Neste ponto, é surpreendente o casamento de Ana com o conde Raul de Crépy. A rainha, uma vez viúva, aceitou as investidas de um dos maiores vilões do romance. A justificativa é hilária para uma protagonista: ela alega estar carente de afeto e precisar de um homem viril a seu lado. Depois de anos casada com um homem que a desprezava na cama, Ana encontrou alguém que a desejasse intensamente. Aos olhos de rainha, enfim ela teria um homem que a satisfaria sexualmente. Aí, não importava o quão cruel Raul era com os outros. Ele podia matar, espancar, estuprar e roubar o quanto fosse fora de casa. A esposa só via o quanto o marido era bom para ela e para seus filhos.

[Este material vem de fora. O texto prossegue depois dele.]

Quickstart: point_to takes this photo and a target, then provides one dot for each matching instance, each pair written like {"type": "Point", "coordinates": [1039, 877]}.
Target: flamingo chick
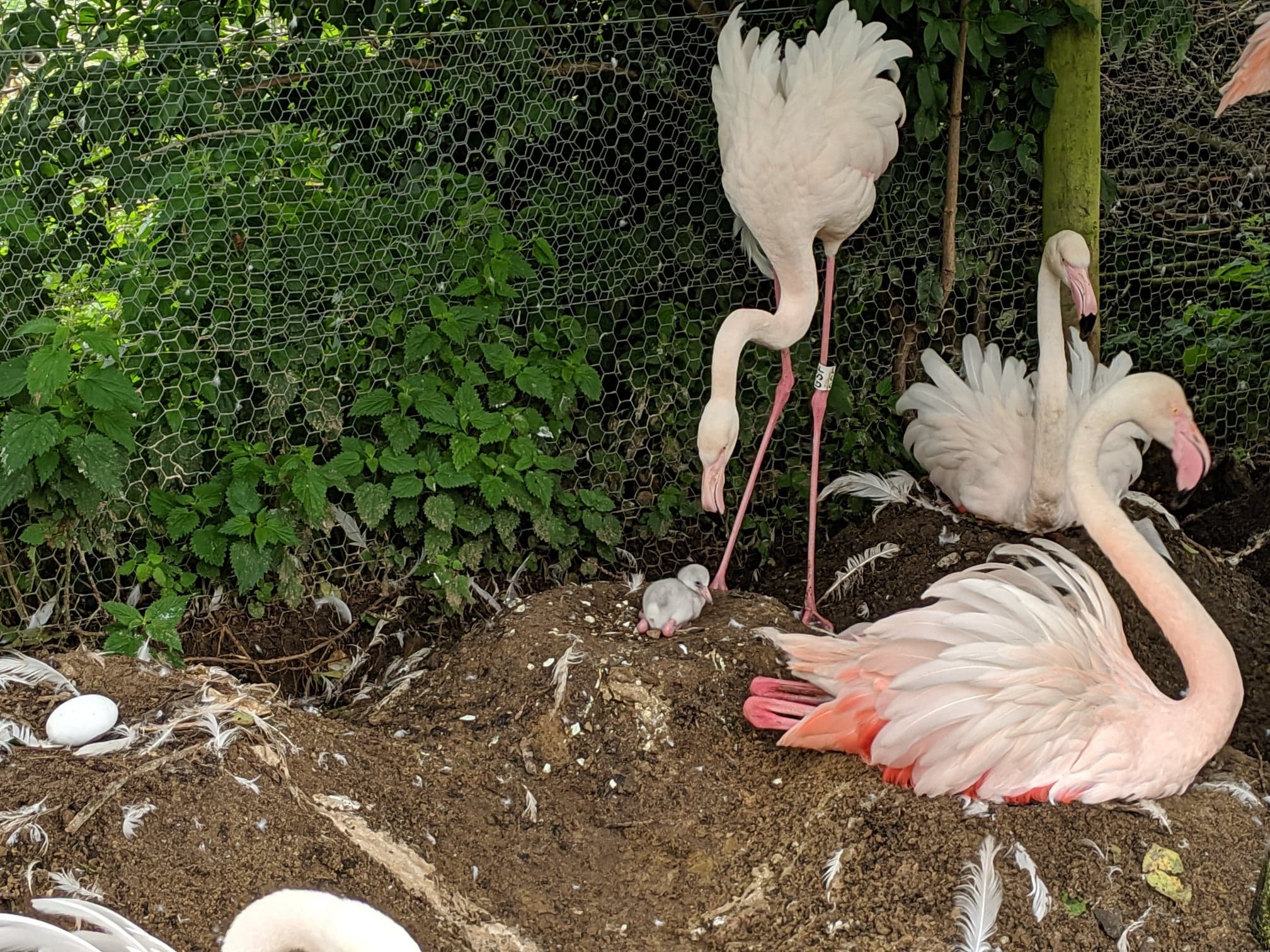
{"type": "Point", "coordinates": [1251, 70]}
{"type": "Point", "coordinates": [1016, 683]}
{"type": "Point", "coordinates": [299, 921]}
{"type": "Point", "coordinates": [673, 602]}
{"type": "Point", "coordinates": [996, 442]}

Este, talvez, seja um dos casais mais improváveis da literatura. A união de Ana e Raul de Crépy provoca certo mal-estar no leitor. “Como isso é possível?” é a pergunta que todos se fazem. A sensação de inconformismo só aumenta quando a protagonista afirma viver os melhores anos de sua vida com aquele homem cruel e repugnante. As maravilhas que ele faz na cama, o carinho genuíno dele para com ela e apoio financeiro de Raul às causas sociais de Ana o transformam no melhor marido do mundo aos olhos da personagem principal.
O desfecho da história é, ao mesmo tempo, bonito e triste. Ele carrega uma forte carga simbólica e poética. A cena final é uma das mais belas que li nos últimos anos. Ela tem elementos ultrarromânticos sim, mas não abre mão da realidade prática do mundo verdadeiro (algo tão característico de Deforges). Talvez Ana e Filipe sejam um dos poucos casais apaixonados da literatura mundial que não trocaram entre si um único beijo sequer durante toda a trama (pelo menos eu não lembro disso ter ocorrido). O momento mais carnal do relacionamento dos dois é justamente na morte. Impossível não se emocionar.
Gostei desse livro. Que Léa Delmas não nos ouça, mas precisava de uma história diferente. Obrigado, Régine Deforges, por ter escrito novas tramas.